Gabriele Gerg-Dürr, Physiotherapeutin, München

Seit einer misslungenen Operation vor einigen Jahren hat Elisabeth Thoma Probleme mit ihrem Knie. Lange hat sie nach der richtigen Therapie gesucht – bis ihre Physiotherapeutin Gabriele Gerg-Dürr ihr das Minitrampolin als Therapieform anbot.

"Ich merke wirklich, wenn wir auf dem Boden oder auf der Matte sind – und hier habe ich eben die Abfederung. Und das ist sehr hilfreich und ich bin echt froh, dass wir das so machen!"

Elisabeth Thoma

Trampolin: Was Sie wissen sollten

Tipps für den Trampolinkauf

  • Der Rand sollte gut gepolstert sein
  • Scharfe Ecken und Kanten sollten abgedeckt sein
  • Die Federung sollte nicht zu hart eingestellt werden, da sonst der Aufprall nicht genügend abgefangen wird
  • Ein Durchmesser von einem Meter reicht völlig aus
  • Ein hochwertiges Modell kostet 170 bis 200 Euro

Für wen ist das Minitrampolin-Training geeignet?

Für das Training auf dem Minitrampolin gibt es übrigens keine Altersbeschränkungen.
Wer sich nicht mehr ganz sicher fühlt: Es gibt auch Minitrampoline mit Haltestangen.
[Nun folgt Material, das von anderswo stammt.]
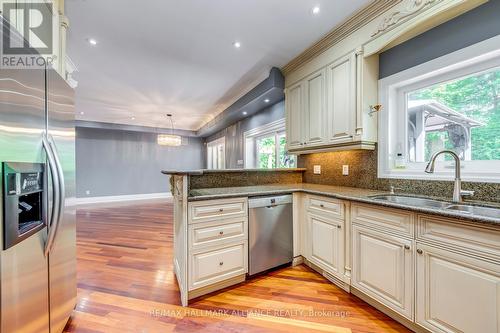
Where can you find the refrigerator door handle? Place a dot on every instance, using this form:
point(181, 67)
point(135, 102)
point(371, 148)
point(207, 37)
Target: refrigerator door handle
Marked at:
point(62, 190)
point(56, 199)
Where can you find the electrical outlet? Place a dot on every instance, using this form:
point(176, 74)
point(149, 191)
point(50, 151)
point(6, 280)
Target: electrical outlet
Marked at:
point(345, 170)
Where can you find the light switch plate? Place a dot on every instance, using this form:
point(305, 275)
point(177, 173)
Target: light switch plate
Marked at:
point(345, 170)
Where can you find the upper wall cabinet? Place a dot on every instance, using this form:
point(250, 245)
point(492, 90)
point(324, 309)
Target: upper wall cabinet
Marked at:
point(341, 91)
point(294, 106)
point(323, 109)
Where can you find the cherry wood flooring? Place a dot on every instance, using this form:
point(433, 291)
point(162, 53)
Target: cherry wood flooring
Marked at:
point(126, 284)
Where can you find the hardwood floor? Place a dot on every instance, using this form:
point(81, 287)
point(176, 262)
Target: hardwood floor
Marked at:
point(126, 284)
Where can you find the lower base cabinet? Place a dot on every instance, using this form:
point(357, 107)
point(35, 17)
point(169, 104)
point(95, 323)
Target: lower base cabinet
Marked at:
point(456, 293)
point(382, 268)
point(207, 267)
point(326, 245)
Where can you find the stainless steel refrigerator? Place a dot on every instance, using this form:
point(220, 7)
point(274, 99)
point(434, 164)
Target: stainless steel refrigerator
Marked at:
point(38, 234)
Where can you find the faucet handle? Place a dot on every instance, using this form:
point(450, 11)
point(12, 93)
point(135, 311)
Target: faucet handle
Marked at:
point(392, 189)
point(465, 193)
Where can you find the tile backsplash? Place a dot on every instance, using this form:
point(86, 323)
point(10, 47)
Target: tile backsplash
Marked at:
point(363, 174)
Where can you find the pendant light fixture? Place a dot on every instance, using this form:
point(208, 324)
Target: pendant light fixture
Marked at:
point(169, 139)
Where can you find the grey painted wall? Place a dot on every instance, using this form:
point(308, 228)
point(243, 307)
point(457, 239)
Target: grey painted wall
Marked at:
point(118, 162)
point(472, 27)
point(234, 133)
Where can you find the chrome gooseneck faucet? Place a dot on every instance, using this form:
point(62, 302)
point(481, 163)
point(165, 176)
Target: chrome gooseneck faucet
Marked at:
point(458, 193)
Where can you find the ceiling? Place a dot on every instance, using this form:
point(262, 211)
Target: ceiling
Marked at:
point(162, 56)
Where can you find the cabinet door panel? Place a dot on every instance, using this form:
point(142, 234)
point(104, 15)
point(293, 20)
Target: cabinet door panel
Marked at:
point(315, 109)
point(456, 293)
point(326, 243)
point(341, 99)
point(294, 115)
point(382, 268)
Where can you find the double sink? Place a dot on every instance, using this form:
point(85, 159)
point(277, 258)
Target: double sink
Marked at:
point(438, 204)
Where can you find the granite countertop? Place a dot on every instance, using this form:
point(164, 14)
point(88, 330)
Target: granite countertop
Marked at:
point(339, 192)
point(199, 172)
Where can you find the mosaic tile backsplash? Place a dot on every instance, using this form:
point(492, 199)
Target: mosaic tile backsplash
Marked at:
point(363, 174)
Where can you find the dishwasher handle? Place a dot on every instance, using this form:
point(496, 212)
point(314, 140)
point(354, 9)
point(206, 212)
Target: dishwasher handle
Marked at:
point(270, 201)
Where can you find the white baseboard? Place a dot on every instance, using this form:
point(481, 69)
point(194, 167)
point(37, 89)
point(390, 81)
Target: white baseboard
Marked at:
point(119, 198)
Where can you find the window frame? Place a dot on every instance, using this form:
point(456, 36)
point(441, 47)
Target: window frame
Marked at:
point(393, 128)
point(276, 128)
point(214, 144)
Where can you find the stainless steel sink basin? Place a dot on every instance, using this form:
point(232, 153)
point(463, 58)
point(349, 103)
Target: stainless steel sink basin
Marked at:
point(412, 201)
point(476, 210)
point(431, 203)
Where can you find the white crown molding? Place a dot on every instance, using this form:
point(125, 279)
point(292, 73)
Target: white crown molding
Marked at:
point(341, 31)
point(410, 8)
point(122, 198)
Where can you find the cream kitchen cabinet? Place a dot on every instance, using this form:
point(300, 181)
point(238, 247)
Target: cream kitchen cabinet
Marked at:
point(306, 105)
point(294, 105)
point(323, 110)
point(324, 239)
point(210, 242)
point(326, 243)
point(341, 92)
point(382, 268)
point(456, 292)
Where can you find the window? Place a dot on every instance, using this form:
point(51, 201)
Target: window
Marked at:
point(216, 154)
point(453, 103)
point(265, 147)
point(462, 115)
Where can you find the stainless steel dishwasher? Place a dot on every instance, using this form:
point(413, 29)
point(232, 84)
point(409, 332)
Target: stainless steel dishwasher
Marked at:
point(270, 232)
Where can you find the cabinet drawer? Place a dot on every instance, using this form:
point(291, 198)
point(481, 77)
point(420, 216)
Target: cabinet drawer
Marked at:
point(481, 241)
point(215, 209)
point(393, 220)
point(382, 268)
point(332, 207)
point(211, 266)
point(217, 233)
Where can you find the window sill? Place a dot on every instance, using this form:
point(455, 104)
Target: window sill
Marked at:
point(438, 176)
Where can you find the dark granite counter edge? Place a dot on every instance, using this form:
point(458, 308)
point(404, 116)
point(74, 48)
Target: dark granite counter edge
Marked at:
point(438, 212)
point(205, 171)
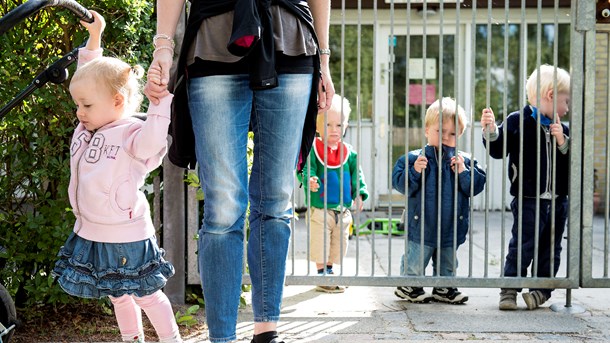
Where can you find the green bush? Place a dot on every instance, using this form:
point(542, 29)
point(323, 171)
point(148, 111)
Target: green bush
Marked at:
point(35, 214)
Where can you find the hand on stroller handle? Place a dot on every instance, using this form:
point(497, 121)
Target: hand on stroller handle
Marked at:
point(16, 15)
point(57, 72)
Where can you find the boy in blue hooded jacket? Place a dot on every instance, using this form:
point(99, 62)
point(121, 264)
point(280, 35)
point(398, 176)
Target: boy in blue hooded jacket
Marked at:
point(421, 170)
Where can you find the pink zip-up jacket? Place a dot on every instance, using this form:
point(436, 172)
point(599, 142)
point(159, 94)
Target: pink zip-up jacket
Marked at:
point(108, 168)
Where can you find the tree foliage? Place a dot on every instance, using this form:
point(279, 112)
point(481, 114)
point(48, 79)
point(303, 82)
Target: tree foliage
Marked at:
point(35, 214)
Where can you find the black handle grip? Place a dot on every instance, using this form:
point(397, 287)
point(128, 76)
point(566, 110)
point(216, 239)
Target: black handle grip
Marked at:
point(81, 12)
point(17, 14)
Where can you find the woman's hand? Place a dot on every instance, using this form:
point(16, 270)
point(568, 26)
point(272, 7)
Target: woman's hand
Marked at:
point(488, 121)
point(557, 131)
point(420, 164)
point(314, 186)
point(158, 75)
point(95, 29)
point(326, 90)
point(457, 161)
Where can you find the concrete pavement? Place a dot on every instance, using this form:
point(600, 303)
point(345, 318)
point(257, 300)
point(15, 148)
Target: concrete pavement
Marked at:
point(369, 314)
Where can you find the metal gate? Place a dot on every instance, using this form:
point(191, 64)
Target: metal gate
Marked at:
point(465, 32)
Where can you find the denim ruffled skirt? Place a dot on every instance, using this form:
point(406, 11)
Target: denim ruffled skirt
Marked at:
point(95, 270)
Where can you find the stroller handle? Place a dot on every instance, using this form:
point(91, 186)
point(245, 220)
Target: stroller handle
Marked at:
point(30, 7)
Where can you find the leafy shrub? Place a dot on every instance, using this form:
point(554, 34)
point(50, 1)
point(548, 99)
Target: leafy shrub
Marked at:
point(35, 214)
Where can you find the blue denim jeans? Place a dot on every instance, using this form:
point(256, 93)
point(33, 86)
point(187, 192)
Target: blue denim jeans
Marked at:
point(528, 241)
point(414, 266)
point(223, 108)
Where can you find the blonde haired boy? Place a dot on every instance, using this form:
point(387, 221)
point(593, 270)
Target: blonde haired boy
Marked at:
point(332, 168)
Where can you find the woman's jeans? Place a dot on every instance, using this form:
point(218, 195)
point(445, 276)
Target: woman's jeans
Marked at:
point(528, 239)
point(415, 267)
point(223, 110)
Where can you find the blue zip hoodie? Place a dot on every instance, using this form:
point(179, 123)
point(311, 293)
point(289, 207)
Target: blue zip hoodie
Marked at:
point(400, 175)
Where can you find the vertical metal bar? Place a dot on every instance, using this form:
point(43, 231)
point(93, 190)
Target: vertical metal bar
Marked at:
point(375, 42)
point(607, 193)
point(423, 113)
point(456, 90)
point(473, 38)
point(554, 142)
point(522, 71)
point(504, 139)
point(341, 152)
point(582, 61)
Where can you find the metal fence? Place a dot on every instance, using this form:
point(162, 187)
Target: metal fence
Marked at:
point(482, 57)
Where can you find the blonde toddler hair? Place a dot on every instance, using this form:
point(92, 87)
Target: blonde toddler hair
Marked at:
point(449, 106)
point(117, 77)
point(547, 80)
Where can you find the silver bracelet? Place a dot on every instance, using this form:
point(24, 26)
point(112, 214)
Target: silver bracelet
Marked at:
point(163, 36)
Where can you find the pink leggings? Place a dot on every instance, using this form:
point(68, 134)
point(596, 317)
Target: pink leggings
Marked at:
point(157, 307)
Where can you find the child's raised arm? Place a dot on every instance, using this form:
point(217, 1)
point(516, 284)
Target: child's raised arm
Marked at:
point(96, 28)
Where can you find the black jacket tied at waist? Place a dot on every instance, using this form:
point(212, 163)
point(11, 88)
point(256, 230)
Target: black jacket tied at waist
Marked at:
point(252, 20)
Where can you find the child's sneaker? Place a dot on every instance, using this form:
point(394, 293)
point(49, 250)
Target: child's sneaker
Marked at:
point(449, 295)
point(508, 299)
point(413, 294)
point(534, 299)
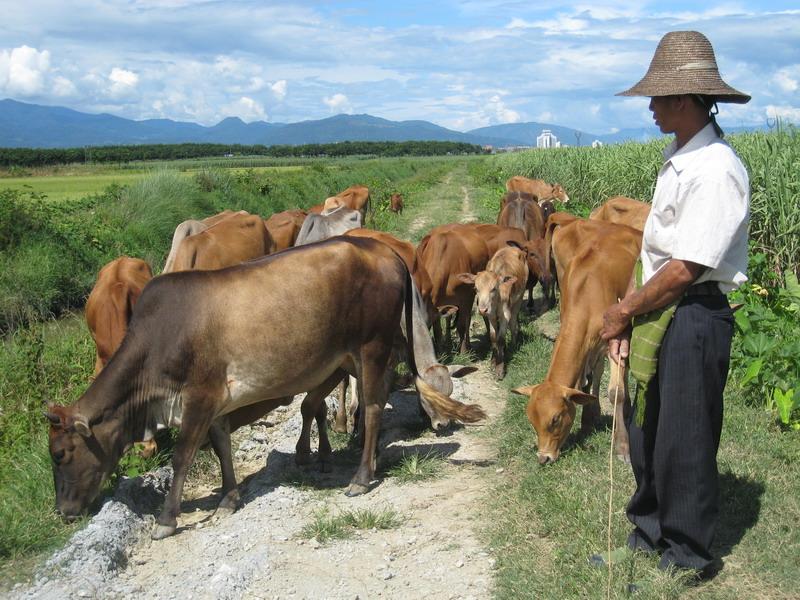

Wer sollte vorsichtig sein?


Vorsicht: Bei bestimmten Erkrankungen eignet sich das Trampolin nicht als Fitnessgerät. Das sind zum Beispiel:

  • starke Osteoporose,
  • akute entzündliche Erkrankungen oder
  • starker Schwindel

Wenn diese Beschwerden jedoch ausgeschlossen sind, steht dem Schwingen und Hüpfen nichts mehr im Wege. Sei es als Fitnessgerät oder zur medizinischen Behandlung – das Minitrampolin schont die Gelenke und hält fit.